En 2017, les Africains de la diaspora ont transféré plus de 65 milliards $ de fonds vers leurs pays d’origine, d’après des chiffres de l’African Institute for Remittances (AIR). Ce montant représente plus du double de l’aide publique au développement reçue par le continent au cours de la même année et qui se chiffrait à 29 milliards $. Pourtant peu de pays africains développent une vraie politique de mobilisation des moyens financiers de la diaspora. Tour d’horizon.

D’après un rapport de la CNUCED, d’ici 2030, les objectifs de développement durable nécessiteront des investissements à hauteur de 40,9 milliards $ par an. A titre comparatif, la Banque mondiale estime qu’en 2019, 48 milliards $ de transferts de fonds devraient être effectuées par la diaspora africaine, rien qu’à destination de l’Afrique subsaharienne. Un chiffre prévu pour monter à 51 milliards $ en 2020 mais qui reste largement sous-évalué en raison des flux financiers informels.

Profiter de la nouvelle manne financière. D’après Dilip Ratha, économiste à la Banque mondiale, « si l’on pouvait convaincre un membre de la diaspora sur dix d’investir 1000 dollars dans son pays d’origine, l’Afrique collecterait ainsi 3 milliards de dollars par an pour financer le développement ».

Malheureusement, la plupart des pays africains ne parviennent pas encore à mettre en place une véritable stratégie pour associer leur diaspora au développement économique de leurs pays d’origine.

Plus d’une trentaine de pays africains ont mis en place des services ou des ministères chargés de susciter l’intérêt de la diaspora, mais ceux-ci manquent souvent de moyens.

Cependant certains pays sortent du lot en adoptant de véritables politiques de mobilisation de financement ciblant leurs diasporas. Les « diasporas bonds », ces emprunts obligataires ciblant les membres de la diaspora, font lentement leur chemin comme méthode de financement de certains gouvernements africains. Depuis les années 2000, des pays comme l’Ethiopie, le Ghana, le Kenya, le Rwanda et le Nigeria font partie des pays ayant déjà réalisé une telle opération. En mai dernier, le Sénégal devenait le premier pays d’Afrique francophone à lancer ce type d’émission obligataire.

Le Nigeria est d’ailleurs l’un des exemples les plus frappants de la capacité des membres de la diaspora africaine à se mobiliser pour financer des projets de développement dans leurs pays.
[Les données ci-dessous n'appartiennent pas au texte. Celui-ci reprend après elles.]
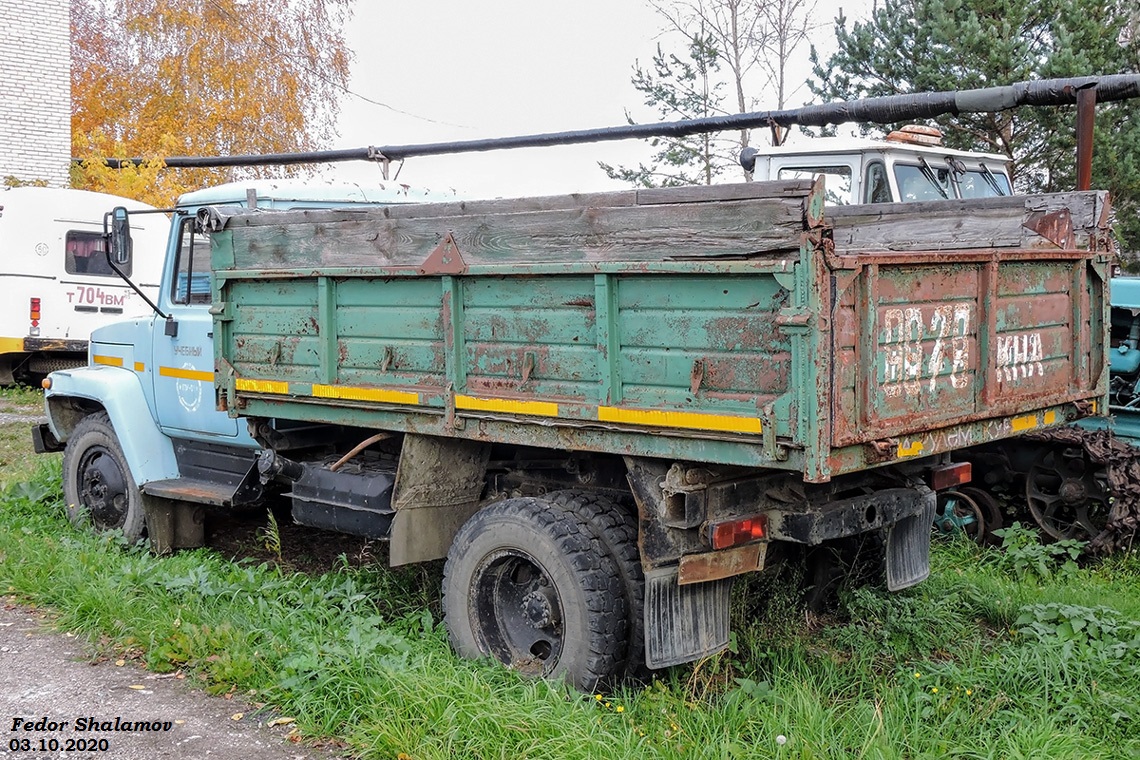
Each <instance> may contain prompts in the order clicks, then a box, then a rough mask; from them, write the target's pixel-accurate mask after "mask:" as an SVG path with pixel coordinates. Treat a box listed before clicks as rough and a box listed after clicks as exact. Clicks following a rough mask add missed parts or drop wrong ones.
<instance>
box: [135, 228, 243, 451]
mask: <svg viewBox="0 0 1140 760" xmlns="http://www.w3.org/2000/svg"><path fill="white" fill-rule="evenodd" d="M176 245H177V250H176V252H174V259H173V261H172V265H171V267H170V268H169V270H168V276H166V277H168V280H166V283H164V284H163V292H164V293H165V294H166V297H164V299H163V303H162V307H163V308H164V310H165V311H166V313H168V314H170V317H171V319H169V320H165V324H163V319H162V318H161V317H156V318H155V330H154V357H153V359H152V361H153V362H154V385H155V408H156V409H157V414H158V424H160V425H161V426H162V427H163V430H165V431H166V432H168V433H170V434H172V435H185V434H186V433H189V434H190V435H189V436H190V438H212V436H219V435H223V436H236V435H237V420H236V419H231V418H230V417H228V416H227V415H226V412H221V411H217V409H215V404H214V387H213V368H214V365H213V332H212V330H213V324H212V321H211V317H210V240H209V238H207V237H206V236H205V235H201V234H195V232H194V218H193V216H188V218H186V219H184V220H182V221H181V223H180V224H179V228H178V239H177V242H176Z"/></svg>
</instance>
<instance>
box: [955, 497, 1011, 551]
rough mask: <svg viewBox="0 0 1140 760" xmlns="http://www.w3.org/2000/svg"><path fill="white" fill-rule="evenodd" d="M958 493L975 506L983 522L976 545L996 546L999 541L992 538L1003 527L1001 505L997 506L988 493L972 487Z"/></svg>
mask: <svg viewBox="0 0 1140 760" xmlns="http://www.w3.org/2000/svg"><path fill="white" fill-rule="evenodd" d="M959 493H961V495H962V496H964V497H966V498H968V499H971V500H972V501H974V502H975V504H976V505H977V508H978V510H979V512H980V514H982V517H983V520H984V523H985V530H984V531H983V532H982V534H980V536H978V537H977V541H978V544H987V545H993V544H998V542H999V540H998V537H996V536H994V531H995V530H999V529H1001V528H1002V526H1003V521H1002V514H1001V505H999V504H998V500H996V499H995V498H994V497H993V495H992V493H990V492H988V491H986V490H984V489H980V488H975V487H972V485H971V487H963V488H961V489H959Z"/></svg>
En 2017, le pays d’Afrique de l’ouest réussissait l’exploit de mobiliser en un seul jour, plus de 300 millions $, grâce à une émission de diaspora bonds, visant à réaliser des projets d’infrastructure.

Développer de nouvelles politiques attractives. Au regard des possibilités nouvelles de financement qu’offre la diaspora africaine au continent, il devient de plus en plus important que les pays africains développent de nouvelles politiques attractives. Celles-ci doivent viser à augmenter les transferts de fonds de la diaspora afin de renforcer le « filet de sécurité » que représentent ces financements pour les familles africaines. Elles doivent également mieux orienter ces envois de fonds vers des investissements rentables et nécessaires pour accélérer le processus de développement de l’Afrique.

Ceci passera, entre autres, par la baisse des coûts des transferts de fonds à 3% du montant, objectif fixé par l’Union africaine.

Pour l’économiste Dilip Ratha, « renégocier des partenariats exclusifs, par exemple entre les services postaux et un prestataire de services de transfert, et laisser de nouveaux concurrents entrer en lice à travers les bureaux de poste, les banques et les compagnies de télécommunications va accroître la concurrence et diminuer le prix des transferts. » Il s’agira également de renforcer la confiance des membres de la diaspora africaine dans les économies de leurs pays d’origine à travers la lutte contre la corruption, des mesures incitatives pour l’investissement et la création d’entreprise.